The respondent, the Markey Machinery Company, is engaged in the machinery business in Seattle. The appellant Yakima Paving Company is engaged in road building in the eastern part of the state and, prior to the date of the purchase of the rig in question, had a contract with the state for the construction of a part of what is known as the Inland Empire Highway, between Waitsburg and Walla Walla. It had installed equipment in a gravel pit near Huntsville for the purpose of getting out sand and gravel, and when this equipment was sought to be operated it was found that the engine and boiler would not perform the work and it would be necessary to procure a new engine and *434boiler to properly equip the plant. The appellant thereupon caused one Stanley T. Scott, a machinery salesman in Seattle, to find out if it was possible to secure a suitable second-hand rig. Scott interviewed, among others, the respondent and looked over an engine and boiler which that company had for sale. A few days later he again appeared with one E. Neary, the foreman of the gravel pit, and they again inspected the rig. Subsequent to this, Scott caused the Hartford Steam Boiler Inspection & Insurance Company, a recognized authority for such purposes, to make an inspection of the engine and boiler. After this inspection was made, the report thereof suggested certain improvements and repairs, and these were made by the respondent. The engine and boiler were sold to the paving company for the sum of $1,850, and on May 15, 1922, were shipped from Seattle, and were fully paid for on May 16th, the following day. About a week later, and on May 22,1922, Scott again appeared at the respondent’s place of business and requested C. H. Markey, the president and manager of that company, to sign a bill of sale, which was done. When the engine and boiler arrived at their destination and were placed in the gravel pit they failed for some reason to perform the work which the paving company thought they should perform, and that company, claiming that the machinery had been purchased under an express warranty that it was suitable for the purpose for which it was intended and was in first-class condition, in time brought this action for damages, as above indicated.

There is little in this case but questions of fact.
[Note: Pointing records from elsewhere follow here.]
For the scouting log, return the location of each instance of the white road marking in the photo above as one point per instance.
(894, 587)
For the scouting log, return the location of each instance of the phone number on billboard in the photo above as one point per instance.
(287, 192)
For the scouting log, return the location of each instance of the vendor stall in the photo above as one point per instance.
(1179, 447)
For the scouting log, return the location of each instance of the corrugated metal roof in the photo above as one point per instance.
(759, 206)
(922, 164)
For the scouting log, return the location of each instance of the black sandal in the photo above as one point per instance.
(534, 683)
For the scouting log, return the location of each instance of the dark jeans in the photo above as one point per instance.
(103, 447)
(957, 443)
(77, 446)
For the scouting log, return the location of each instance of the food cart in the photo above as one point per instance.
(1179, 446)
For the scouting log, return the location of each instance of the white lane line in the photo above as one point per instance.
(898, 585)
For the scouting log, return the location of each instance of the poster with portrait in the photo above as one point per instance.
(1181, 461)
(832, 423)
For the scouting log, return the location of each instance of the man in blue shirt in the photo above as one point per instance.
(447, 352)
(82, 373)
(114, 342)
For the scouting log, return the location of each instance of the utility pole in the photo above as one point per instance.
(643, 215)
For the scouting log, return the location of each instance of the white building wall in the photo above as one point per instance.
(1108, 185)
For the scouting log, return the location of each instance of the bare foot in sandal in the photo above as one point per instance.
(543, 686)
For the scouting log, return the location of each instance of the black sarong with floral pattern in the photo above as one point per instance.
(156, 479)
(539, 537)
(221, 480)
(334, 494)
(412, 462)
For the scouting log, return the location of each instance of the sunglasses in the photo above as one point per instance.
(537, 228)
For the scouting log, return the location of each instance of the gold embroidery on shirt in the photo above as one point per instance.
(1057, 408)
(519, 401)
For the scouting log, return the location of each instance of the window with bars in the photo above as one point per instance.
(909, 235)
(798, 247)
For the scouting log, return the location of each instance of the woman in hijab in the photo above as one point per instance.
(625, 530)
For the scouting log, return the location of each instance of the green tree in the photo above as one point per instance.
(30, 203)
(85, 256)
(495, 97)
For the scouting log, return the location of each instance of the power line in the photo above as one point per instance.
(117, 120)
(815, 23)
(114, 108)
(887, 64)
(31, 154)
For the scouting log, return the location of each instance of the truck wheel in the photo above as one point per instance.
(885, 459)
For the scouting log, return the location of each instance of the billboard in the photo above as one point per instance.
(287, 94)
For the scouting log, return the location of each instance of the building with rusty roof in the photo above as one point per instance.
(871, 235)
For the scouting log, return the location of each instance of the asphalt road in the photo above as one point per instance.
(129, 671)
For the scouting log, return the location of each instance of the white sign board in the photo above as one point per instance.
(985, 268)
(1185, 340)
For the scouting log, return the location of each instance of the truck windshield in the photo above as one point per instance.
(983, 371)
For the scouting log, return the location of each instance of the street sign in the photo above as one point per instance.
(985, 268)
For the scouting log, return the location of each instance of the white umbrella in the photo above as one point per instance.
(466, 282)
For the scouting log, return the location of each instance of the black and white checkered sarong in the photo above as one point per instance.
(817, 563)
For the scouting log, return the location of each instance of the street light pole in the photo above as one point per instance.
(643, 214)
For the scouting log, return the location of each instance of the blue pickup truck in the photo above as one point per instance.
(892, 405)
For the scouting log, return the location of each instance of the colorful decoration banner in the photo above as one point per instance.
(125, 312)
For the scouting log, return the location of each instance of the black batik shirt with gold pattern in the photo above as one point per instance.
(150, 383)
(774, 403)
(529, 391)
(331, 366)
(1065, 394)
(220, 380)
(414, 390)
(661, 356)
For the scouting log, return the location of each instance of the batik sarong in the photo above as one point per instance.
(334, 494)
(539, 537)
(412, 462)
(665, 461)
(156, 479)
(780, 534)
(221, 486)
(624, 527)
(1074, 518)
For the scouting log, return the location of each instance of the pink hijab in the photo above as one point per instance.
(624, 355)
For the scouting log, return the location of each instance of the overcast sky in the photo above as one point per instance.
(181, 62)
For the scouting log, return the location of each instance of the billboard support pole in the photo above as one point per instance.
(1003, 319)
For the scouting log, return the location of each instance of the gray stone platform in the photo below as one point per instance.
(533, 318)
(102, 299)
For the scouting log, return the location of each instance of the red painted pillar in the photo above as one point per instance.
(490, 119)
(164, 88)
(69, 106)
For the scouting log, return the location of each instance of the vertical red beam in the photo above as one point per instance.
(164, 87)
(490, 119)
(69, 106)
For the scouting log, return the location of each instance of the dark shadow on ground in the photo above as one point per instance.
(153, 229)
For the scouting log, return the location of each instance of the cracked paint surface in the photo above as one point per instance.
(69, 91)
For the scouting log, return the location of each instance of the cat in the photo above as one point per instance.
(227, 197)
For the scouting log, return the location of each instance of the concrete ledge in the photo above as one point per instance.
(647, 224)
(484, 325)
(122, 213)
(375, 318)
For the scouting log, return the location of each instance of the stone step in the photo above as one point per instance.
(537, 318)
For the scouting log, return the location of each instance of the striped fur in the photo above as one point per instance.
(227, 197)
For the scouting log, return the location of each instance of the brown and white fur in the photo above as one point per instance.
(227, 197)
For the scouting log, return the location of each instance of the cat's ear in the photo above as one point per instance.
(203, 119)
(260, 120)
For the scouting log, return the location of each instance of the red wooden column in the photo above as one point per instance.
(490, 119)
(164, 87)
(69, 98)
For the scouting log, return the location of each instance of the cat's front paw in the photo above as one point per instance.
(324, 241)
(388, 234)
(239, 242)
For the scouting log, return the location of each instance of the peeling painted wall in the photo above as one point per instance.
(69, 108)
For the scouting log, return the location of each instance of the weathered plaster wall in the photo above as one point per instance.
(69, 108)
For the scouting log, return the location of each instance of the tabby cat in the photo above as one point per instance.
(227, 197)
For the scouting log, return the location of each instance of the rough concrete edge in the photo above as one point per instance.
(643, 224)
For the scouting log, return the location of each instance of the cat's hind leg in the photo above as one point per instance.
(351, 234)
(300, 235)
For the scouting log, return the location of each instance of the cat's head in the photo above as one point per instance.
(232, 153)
The primary question is whether the rig was sold with an express warranty on the part of the machinery company that it was in first-class condition. The evidence upon this question is conflicting, Scott testifying that it was the understanding at all times between him and *435Markey that there was such express warranty, and Markey testifying that there was no such express warranty. The trial court found:

“That there was no concealment on the part of the defendant, nor did the defendant represent that the rig would be suitable for defendant’s (plaintiff’s) work; that both parties knew and understood that the machinery was second-hand, and defendant’s representations did not go beyond stating that it had replaced worn parts and put the engine and boiler in good condition.”
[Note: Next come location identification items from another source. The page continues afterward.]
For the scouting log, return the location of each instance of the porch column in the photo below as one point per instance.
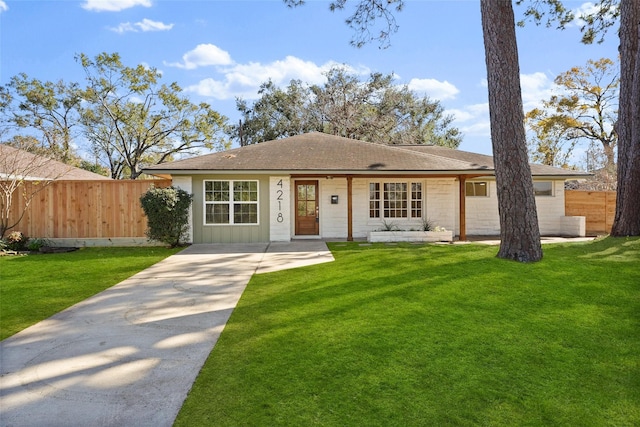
(463, 208)
(349, 208)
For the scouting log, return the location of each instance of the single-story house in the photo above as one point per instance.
(322, 186)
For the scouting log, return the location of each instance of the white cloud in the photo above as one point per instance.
(536, 88)
(472, 120)
(144, 26)
(244, 80)
(202, 56)
(434, 88)
(113, 5)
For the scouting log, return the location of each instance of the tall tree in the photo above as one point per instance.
(519, 232)
(585, 111)
(49, 108)
(278, 113)
(518, 220)
(374, 110)
(605, 15)
(627, 218)
(133, 120)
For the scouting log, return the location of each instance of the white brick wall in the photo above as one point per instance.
(333, 218)
(483, 217)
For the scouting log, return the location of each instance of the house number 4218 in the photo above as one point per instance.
(279, 198)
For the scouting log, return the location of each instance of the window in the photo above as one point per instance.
(231, 202)
(416, 200)
(374, 200)
(476, 189)
(395, 200)
(543, 188)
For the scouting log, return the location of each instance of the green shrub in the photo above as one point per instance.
(34, 245)
(167, 211)
(16, 241)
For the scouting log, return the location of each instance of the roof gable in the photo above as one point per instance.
(318, 152)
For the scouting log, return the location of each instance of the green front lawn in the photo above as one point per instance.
(35, 287)
(432, 335)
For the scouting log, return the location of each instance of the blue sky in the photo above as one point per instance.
(220, 50)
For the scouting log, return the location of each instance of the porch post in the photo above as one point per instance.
(349, 208)
(463, 208)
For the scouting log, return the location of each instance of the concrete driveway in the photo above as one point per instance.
(129, 355)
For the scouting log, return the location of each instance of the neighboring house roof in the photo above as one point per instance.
(322, 153)
(15, 163)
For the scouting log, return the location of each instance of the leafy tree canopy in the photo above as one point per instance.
(374, 110)
(133, 120)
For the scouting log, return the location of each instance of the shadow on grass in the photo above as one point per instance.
(432, 335)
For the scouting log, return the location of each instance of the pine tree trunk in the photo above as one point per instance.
(627, 218)
(519, 232)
Under the evidence, it seems that the trial court was clearly right in finding that the rig was in good condition, that there was no express warranty, and that the purchase was made in reliance upon the inspections made, or caused to be made, by the paving company. In the bill of sale, which was made approximately a week after the entire transaction was closed and the rig paid for, there is a recital that “it is in first class condition.” To support this bill of sale no new consideration passed. As to the reason for its being given, the testimony is in dispute. It was taken in the name of Mrs. A. F. Savage, who apparently had advanced money to the paving company. The fact that it is recited in the bill of sale that the rig was in first-class condition does not furnish a basis of liability. Scott testifies that it was given in pursuance of the understanding at the time the rig was purchased, but this Markey denies, and the trial court found that it was not intended to be a contract between the respondent and the paving company, but that such instrument was given for the purpose of furnishing security to Mrs. Savage. We think the evidence shows that the engine and boiler were in good condition at the time and were reasonably worth the price paid therefor, as found by the trial court. It was also found by the trial court *436that the reason that the rig failed to perforin the work which was required of it was on account of the manner in which it was operated when it was first placed in the pit; but it seems unnecessary to pursue this question, as the record makes it clear that there was no express warranty, but that the purchase was made upon the inspection by representatives of the paving company.

The judgment will be affirmed.

. Fullerton, Mitchell, Pemberton, and Bridges, JJ., concur.